The cost of I/O is a significant challenge on current supercomputers, and the trend is likely to continue into the foreseeable future. This challenge is amplified in scientific visualization because ...of the requirement to consume large amounts of data before processing can begin. Lossy compression has become an important technique in reducing the cost of performing I/O. In this paper we consider the implications of using compressed data for visualization within a scientific workflow.

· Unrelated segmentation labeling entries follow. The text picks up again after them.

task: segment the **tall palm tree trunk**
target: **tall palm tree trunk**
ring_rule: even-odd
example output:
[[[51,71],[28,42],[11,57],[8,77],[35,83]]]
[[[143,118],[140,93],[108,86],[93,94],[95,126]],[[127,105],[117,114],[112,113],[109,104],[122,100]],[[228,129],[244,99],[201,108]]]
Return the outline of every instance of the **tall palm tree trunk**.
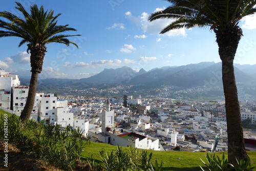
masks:
[[[240,30],[226,29],[216,32],[219,54],[222,61],[222,81],[225,98],[228,161],[237,163],[236,157],[247,160],[243,125],[234,76],[233,60],[241,35]]]
[[[30,65],[31,66],[31,78],[29,84],[28,99],[23,111],[20,115],[23,123],[26,123],[30,118],[31,112],[34,107],[35,97],[36,94],[37,79],[39,73],[42,69],[42,63],[46,51],[46,47],[44,44],[28,45],[28,49],[30,50]]]
[[[38,74],[39,73],[37,72],[32,72],[31,74],[28,98],[23,111],[20,115],[20,119],[23,123],[26,123],[29,119],[34,107]]]

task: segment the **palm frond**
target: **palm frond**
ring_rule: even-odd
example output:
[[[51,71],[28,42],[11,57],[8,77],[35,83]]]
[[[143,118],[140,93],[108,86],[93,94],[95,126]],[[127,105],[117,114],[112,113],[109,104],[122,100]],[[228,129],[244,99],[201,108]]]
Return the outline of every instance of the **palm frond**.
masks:
[[[170,19],[163,34],[173,29],[194,27],[210,29],[237,27],[244,16],[256,12],[256,0],[165,0],[171,5],[153,13],[148,20]]]

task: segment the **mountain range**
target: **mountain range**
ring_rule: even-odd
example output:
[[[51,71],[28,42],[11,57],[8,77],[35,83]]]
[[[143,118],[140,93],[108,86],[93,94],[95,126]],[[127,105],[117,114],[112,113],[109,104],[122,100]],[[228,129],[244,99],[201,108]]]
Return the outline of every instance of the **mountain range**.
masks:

We use visualization operations on simulation data that is reduced using three different state-of-the-art compression techniques. We study the storage efficiency and preservation of visualization features on the resulting compressed data, and draw comparisons between the three techniques used. Our contributions can help inform both scientists and researchers in the use and design of compression techniques for preservation of important visualization details.